The couple moved to Brooklyn almost four years ago because David was offered a professorship at Yeshiva University in Manhattan. (Today David is a senior scientist at Schrodinger, a computational drug design firm in Midtown Manhattan.)

How is Genevieve able to teach at Arcadia and live in Brooklyn? “Arcadia’s MFA program in creative writing is a low-residency program. That means that students can live anywhere and ‘go’ to class. It’s a two-year program, and we meet three weeks out of those two years for residencies. Two of those weeks are on campus, and the other week is spent in Edinburgh, Scotland.
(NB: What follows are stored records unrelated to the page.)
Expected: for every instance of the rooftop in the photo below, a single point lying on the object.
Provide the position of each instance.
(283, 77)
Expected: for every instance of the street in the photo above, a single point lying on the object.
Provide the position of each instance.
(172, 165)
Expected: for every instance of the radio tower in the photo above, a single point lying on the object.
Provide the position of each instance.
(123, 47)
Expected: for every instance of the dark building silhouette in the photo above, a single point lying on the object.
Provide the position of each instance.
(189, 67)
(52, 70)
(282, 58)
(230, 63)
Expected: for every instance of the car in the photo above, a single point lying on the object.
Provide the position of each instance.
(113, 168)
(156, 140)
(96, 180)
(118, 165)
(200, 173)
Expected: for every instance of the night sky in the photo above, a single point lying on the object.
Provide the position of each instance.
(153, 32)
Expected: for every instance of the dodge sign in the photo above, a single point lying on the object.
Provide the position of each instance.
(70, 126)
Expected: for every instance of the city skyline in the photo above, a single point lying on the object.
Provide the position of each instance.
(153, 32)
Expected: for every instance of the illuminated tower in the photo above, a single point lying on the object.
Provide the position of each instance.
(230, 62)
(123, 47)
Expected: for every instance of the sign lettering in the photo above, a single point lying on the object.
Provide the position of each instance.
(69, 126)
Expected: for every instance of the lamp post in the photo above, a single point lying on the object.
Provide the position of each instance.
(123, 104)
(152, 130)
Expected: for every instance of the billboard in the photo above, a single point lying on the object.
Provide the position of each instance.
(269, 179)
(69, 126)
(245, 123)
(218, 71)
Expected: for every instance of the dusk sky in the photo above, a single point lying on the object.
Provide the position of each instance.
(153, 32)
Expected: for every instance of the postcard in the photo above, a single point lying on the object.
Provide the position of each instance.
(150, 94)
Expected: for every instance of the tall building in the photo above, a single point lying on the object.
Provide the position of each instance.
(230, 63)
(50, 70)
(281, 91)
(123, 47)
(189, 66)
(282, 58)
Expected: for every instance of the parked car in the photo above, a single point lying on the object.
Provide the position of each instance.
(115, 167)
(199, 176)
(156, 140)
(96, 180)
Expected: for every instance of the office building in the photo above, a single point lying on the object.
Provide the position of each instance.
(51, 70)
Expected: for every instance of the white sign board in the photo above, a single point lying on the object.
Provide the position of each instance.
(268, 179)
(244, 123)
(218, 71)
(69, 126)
I commute to Glenside from Brooklyn for the on campus residencies.”

As a lover of actual books with actual paper pages, Betts is passionate about her book collection. “I started collecting them at a young age, and I keep dragging them along with me every time I move. I even have a few first editions and rare books that I treasure, like a first edition of Kerouac’s final novel ‘Big Sur’ and a few copies of the forgone literary journal the Evergreen Review.

“The issues I have are from 1959 and 1961 with poems by Cummings, Paz, Ginsberg, Corso and other amazing poets. They’re fascinating relics, and I like to remember that even these great poets were once plodding along at the page, submitting poems to journals, just like we do now. The advertisements for things like German cabaret records and The Russian Tea Room in New York City are just a bonus!”

Genevieve and her husband have two sons: Eliot, 5, and Hayden, 2. In her spare time she spends time in the Brooklyn Botanic Garden and Prospect Park. Since she grew up in the southwest surrounded by saguaros and prickly pears and literal tumbleweeds, she is fascinated by plants that people on the east coast probably find mundane such as tulips, water lilies and cherry blossoms.